Rezick’s case study is none of the above. Instead, his main character is an abstraction – as is his larger narrative. It is unfortunate, for Nedick’s imagined professional life has innumerable conflicts that are worthy of more systemic exploration. Scenarios for any college president come easily to mind. How to handle a 5% budget cut coming from the state legislature? A 10% budget cut? A generous donor who wants to endow a chair and be involved in the selection of the professor? A cheating scandal in the basketball team? A charge of rape and institutional indifference by a student a year after the event took place? A college-wide committee selecting a common reading that angers the board of trustees? One of the appeals of a college presidency rests in the very variety of the challenges. How these play out is affected tremendously by circumstances and culture. Accordingly, leadership is often situational. Culture, as one wag sagely put it, eats strategy for breakfast. Higher education leaders, current and aspiring, would benefit from sustained discussions sparked by good case studies.

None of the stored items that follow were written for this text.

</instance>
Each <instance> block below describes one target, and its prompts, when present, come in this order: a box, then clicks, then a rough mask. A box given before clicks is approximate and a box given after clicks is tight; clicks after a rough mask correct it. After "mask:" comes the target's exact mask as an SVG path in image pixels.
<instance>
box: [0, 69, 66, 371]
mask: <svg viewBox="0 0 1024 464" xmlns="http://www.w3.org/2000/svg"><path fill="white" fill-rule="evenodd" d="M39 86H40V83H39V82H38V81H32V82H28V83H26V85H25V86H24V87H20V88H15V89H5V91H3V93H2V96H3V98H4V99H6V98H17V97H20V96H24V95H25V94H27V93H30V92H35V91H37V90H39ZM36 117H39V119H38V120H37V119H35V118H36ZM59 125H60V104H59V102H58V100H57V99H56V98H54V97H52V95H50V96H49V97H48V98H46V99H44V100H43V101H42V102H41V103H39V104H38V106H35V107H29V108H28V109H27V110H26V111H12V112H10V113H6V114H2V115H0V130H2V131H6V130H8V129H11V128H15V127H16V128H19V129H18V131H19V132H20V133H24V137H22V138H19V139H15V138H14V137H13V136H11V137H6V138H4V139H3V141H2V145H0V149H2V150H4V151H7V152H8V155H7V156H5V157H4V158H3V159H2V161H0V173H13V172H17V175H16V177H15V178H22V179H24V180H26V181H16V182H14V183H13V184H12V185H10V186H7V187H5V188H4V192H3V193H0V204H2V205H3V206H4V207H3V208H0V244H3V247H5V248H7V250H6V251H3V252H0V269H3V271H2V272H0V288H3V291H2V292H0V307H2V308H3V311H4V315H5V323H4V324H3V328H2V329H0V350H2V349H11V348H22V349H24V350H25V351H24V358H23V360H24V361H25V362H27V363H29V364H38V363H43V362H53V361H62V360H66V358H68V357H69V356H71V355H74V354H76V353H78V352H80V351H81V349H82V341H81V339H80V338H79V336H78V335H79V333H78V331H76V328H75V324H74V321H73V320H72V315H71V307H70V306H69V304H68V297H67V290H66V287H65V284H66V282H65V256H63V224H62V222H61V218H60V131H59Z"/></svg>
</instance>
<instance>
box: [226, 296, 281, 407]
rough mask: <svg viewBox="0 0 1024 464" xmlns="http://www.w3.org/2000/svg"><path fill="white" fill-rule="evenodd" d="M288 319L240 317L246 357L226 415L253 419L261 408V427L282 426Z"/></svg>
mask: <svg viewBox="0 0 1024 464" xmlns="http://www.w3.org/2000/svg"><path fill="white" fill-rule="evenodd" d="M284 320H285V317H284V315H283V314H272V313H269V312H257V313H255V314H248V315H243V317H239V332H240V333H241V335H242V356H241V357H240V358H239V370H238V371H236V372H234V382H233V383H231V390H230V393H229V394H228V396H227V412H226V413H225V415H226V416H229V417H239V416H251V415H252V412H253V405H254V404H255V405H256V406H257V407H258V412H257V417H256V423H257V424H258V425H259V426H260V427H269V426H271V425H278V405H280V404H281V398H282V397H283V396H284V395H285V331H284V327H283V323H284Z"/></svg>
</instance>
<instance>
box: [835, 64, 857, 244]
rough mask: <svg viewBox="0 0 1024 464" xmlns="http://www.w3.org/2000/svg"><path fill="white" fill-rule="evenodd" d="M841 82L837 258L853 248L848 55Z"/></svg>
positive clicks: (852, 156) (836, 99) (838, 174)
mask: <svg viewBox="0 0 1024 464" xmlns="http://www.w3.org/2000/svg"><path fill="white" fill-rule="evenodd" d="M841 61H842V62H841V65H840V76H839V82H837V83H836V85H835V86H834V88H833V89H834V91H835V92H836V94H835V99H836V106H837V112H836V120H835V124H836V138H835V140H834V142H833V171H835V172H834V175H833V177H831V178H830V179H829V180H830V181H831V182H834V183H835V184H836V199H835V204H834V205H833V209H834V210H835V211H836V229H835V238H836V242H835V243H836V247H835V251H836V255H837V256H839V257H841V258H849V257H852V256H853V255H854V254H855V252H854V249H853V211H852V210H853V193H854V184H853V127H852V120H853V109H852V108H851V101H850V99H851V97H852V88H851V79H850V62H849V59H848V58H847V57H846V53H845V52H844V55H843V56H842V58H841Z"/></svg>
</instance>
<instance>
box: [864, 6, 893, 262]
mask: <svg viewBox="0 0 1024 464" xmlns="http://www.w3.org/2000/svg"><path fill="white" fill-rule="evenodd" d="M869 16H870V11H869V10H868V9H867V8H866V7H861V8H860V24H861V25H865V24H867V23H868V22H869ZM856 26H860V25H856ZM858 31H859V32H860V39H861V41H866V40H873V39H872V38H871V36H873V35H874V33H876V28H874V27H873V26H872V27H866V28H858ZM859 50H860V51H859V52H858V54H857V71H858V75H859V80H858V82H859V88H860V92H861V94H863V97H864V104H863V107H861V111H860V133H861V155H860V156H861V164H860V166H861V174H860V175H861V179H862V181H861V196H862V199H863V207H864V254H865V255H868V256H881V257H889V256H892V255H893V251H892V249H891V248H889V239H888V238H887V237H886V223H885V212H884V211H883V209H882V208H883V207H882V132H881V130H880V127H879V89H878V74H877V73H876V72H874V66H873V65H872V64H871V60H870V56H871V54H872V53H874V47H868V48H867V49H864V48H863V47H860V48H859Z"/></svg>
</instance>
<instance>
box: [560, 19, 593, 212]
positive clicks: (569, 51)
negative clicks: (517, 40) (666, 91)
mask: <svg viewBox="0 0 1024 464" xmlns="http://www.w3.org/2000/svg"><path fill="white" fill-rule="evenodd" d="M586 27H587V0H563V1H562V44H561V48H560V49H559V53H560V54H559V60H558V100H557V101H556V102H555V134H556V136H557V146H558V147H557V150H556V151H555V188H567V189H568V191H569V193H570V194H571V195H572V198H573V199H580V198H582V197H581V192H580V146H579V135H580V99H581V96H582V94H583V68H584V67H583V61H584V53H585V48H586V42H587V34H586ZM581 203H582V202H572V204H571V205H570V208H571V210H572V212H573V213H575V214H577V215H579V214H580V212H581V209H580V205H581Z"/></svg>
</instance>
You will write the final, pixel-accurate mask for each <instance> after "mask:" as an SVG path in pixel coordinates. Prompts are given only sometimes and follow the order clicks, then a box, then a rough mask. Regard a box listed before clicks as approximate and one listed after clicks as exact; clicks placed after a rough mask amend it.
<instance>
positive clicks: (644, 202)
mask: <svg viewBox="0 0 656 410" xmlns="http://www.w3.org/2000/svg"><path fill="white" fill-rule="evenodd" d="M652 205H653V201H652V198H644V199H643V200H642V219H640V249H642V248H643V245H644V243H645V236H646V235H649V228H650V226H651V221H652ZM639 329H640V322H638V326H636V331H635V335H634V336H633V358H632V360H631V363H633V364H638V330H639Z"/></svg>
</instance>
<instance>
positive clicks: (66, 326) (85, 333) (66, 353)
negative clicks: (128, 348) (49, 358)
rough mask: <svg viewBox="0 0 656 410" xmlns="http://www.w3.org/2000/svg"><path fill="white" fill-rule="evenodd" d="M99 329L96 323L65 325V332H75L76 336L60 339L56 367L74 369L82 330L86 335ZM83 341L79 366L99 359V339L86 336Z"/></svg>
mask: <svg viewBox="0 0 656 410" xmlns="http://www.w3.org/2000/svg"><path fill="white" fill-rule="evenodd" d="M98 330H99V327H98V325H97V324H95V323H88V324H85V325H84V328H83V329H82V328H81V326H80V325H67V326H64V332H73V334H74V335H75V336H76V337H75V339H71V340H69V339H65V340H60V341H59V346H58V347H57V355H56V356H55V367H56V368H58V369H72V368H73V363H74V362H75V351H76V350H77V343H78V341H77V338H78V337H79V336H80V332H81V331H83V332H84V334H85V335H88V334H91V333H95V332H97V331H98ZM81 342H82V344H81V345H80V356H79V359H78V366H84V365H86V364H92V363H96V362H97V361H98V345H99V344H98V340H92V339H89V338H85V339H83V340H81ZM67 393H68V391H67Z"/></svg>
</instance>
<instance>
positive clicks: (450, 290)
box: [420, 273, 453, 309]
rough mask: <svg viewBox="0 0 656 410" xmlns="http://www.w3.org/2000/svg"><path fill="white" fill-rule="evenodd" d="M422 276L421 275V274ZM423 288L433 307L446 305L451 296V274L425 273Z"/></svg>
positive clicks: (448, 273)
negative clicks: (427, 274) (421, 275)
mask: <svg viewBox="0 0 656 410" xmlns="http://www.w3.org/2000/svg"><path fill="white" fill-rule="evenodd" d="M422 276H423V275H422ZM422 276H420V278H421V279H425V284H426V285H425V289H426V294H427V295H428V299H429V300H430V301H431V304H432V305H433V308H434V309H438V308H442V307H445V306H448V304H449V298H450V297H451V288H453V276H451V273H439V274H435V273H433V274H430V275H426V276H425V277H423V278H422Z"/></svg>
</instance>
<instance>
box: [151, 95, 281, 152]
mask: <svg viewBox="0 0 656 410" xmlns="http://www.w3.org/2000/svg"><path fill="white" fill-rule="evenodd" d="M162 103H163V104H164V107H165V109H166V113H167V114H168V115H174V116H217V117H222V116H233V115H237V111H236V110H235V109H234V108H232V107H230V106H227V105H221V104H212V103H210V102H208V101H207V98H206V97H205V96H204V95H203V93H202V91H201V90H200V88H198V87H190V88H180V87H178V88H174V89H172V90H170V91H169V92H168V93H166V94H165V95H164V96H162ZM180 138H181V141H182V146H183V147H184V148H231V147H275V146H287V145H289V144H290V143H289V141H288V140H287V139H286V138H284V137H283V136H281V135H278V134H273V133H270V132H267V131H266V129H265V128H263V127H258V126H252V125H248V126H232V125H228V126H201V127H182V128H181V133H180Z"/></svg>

There is no definitive litmus test for leadership. Social scientists, though, have identified a few basic leadership styles: autocratic, democratic, task-oriented, paternalistic, laissez-faire, and transformational. These styles make common sense. They are recognizable and most leadership involves some combination of these strands. Military generals are often thought of autocratic and heroic. Democratic leadership requires balancing competing agendas from stakeholders. Task-oriented or transactional leaders manage through exchange. Paternalistic leaders take care of the needs of their followers in return for loyalty. Laissez-faire leaders stand apart from the decisions of the group or groups. Transformational leaders reshape organizations and invite external study.
Within academia, different stakeholders often have different views of what makes for effective leadership styles. I would wager that most faculty seek democratic or laissez-faire leadership from their executives. Students, however, would often characterize presidential leadership from a paternalistic perspective. I have seen boards and external stakeholders call for more autocratic leadership from college presidents. As for transactional leaders, they are rarely considered leaders in higher education, and instead are labeled as managers or bureaucrats. In fact, there is little agreement about what makes for outstanding leadership in higher education.
A century ago, the nation’s top academic leaders were public intellectuals and institution builders. Love them or hate them, men such as William Rainey Harper (University of Chicago), Daniel Coit Gilman (Johns Hopkins), David Starr Jordan (Stanford University), and Nicholas Murray Butler (Columbia) sought to reshape their environments and higher education. They were transformational. We do not have college presidents with that sort of profile today.
And it is this, I believe, that lies as the shortcoming with Rezik’s book and higher education leadership. We want democracy and autocracy, managerial effectiveness and vision. We want paternal and maternal figures. In fact, we seem to want it all from academic leaders. So while we may agree about little, we do find consensus in that we expect more from higher education leadership. Just as we have great expectations for institutions of higher education, we want more from their leaders. We want it to be a calling, not a job – and that is something that Rekiz seems to have missed.